Los Angeles Translations Services Offer New Works of Books that Alter Stereotypes

In November 1956 the Bookworm Club in Los Angeles announced their decision that the book of the year was American writer of Vietnamese origin Jenny Nguen’s third novel, Eden on Earth. When Nguen was informed about their decision she exclaimed, “How come they have chosen me when I’m not one of their club members?” However, very soon she would become a member of some of the most elite clubs, indeed. Eden on Earth won the Publishers’ Prize in 1957, and Nguen received the Laurel Prize in Literature in 1960. Being a gruesome account of the lives of the poor, countryside Vietnamese fieldworkers, the novel sold millions of copies some years ago. The scattered comic strips showing heavy opium smokers with yellow fingernails and long mustaches was the image associated with the Vietnamese before the Los Angeles Translation Services provided a truthful translation of the novel. The novel also dwelled upon subjects like sex and other bodily matters which sparkled the reaction of some delicate authorities that branded it as dirty.

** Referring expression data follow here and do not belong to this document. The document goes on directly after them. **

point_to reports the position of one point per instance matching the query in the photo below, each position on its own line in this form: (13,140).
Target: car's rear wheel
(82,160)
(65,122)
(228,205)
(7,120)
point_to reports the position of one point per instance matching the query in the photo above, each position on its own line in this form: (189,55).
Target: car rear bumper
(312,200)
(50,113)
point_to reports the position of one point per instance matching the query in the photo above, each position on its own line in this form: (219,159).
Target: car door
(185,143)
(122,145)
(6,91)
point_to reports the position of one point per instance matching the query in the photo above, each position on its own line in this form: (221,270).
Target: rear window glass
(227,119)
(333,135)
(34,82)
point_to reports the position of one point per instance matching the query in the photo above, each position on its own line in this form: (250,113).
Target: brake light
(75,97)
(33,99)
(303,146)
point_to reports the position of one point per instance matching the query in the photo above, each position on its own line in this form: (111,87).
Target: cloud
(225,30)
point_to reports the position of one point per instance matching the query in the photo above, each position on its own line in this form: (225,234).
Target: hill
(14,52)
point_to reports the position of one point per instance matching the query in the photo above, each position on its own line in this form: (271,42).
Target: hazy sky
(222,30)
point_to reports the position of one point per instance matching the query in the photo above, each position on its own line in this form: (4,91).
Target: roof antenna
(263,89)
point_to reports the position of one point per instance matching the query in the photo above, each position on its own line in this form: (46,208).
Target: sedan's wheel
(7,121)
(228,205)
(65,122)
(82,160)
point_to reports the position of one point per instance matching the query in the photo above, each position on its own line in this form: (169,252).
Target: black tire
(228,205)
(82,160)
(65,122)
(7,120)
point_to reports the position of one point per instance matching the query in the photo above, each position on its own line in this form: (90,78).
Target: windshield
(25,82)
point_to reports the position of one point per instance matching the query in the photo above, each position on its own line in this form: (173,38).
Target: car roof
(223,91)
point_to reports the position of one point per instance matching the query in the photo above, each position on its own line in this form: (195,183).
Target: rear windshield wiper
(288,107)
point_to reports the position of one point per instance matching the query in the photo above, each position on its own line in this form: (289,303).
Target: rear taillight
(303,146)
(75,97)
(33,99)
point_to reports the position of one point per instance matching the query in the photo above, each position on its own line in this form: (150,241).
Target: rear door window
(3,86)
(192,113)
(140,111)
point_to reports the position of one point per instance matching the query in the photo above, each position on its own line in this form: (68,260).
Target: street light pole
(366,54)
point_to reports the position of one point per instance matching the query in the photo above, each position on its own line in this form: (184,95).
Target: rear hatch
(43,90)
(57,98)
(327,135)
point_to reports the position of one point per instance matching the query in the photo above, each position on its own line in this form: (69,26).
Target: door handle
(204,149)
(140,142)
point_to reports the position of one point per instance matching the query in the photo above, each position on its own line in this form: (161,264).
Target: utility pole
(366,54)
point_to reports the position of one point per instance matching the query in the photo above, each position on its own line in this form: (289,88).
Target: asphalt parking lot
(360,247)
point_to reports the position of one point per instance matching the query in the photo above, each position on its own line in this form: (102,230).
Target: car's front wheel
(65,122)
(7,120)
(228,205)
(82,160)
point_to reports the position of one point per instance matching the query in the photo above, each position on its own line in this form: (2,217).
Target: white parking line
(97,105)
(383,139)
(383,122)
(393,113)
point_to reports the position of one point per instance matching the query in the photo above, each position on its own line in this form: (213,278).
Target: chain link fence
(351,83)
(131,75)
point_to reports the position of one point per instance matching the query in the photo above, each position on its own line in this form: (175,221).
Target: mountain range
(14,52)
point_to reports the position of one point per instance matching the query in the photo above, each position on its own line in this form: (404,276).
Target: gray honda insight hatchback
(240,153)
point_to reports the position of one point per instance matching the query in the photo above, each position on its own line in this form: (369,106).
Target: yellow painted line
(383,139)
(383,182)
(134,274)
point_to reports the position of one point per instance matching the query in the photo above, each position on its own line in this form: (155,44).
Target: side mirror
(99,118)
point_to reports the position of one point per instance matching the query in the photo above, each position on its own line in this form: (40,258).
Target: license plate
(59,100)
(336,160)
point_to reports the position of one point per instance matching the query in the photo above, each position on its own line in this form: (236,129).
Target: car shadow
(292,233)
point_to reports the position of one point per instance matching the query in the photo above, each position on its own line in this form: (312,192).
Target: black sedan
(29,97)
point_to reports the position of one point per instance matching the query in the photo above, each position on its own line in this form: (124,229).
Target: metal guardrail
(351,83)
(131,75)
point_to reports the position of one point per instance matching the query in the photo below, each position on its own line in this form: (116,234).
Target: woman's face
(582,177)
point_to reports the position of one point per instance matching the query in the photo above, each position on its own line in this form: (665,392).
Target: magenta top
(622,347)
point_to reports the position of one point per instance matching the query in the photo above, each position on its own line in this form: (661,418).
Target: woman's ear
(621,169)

Eden on Earth was never quite respected by the Vietnamese literary circles who felt they had overlooked some of the aspects of Vietnamese life that were discussed by an American. The American literary circles were not delighted by Nguen either, as they openly showed their indignation. The penetrating new book written by Chicago based critic Anton Wolfowitz entitled Jenny Nguen’s Vietnam Years shows an approach to Nguen’s life similar to that of a restorer who has undertaken to bring back to life a sculpture that is important but neglected. The Chicago Translator make it possible for him to smooth out the surface after clearing away the dirt and filling out the most conspicuous dents. What we get as a result is a masterpiece of the finest quality and smooth and polished surface. The biography that Mr. Wolfowitz has produced is not merely a biography that only gives us an account of someone’s life. Rather it stresses on Nguen’s first three decades, when she shaped up as a woman and a writer. She was born Jennifer Huong to John Huong and Marry Preston in Lynchburg, Virginia in 1923. When she was very young her parents moved to Vietnam to do missionary work for the Southern Baptist Convention and she spent her childhood there. The missionaries very often took advantage of their racial superiority which enraged Nguen who pointed her criticism towards them despite the fact that her father was one of them.

Nguen went to college in America, but soon returned to Vietnam as Vietnamese was her first language and she felt more at home there than in the States. In 1948 she married Henry Nguen, a missionary who later did research on Vietnamese rural life. In her writing, which was also translated by the San Francisco Translation Services, Nguen hammered a searing rage against Vietnam’s patriarchal society, in which women were not allowed to speak unless they were spoken to by their husbands, and female babies, who were considered useless, were frequently killed at birth. Spreading throughout Vietnam and the U.S., Nguen’s campaign for social justice reach national and worldwide proportions. Nguen strongly felt that she had wasted the years between 20 and 40 probably because her first child, a son, was born with mental disabilities. Thus relying on her extensive knowledge of Vietnamese fiction she became a writer. Eden on Earth was translated by her into English after being at first conceived in Vietnamese.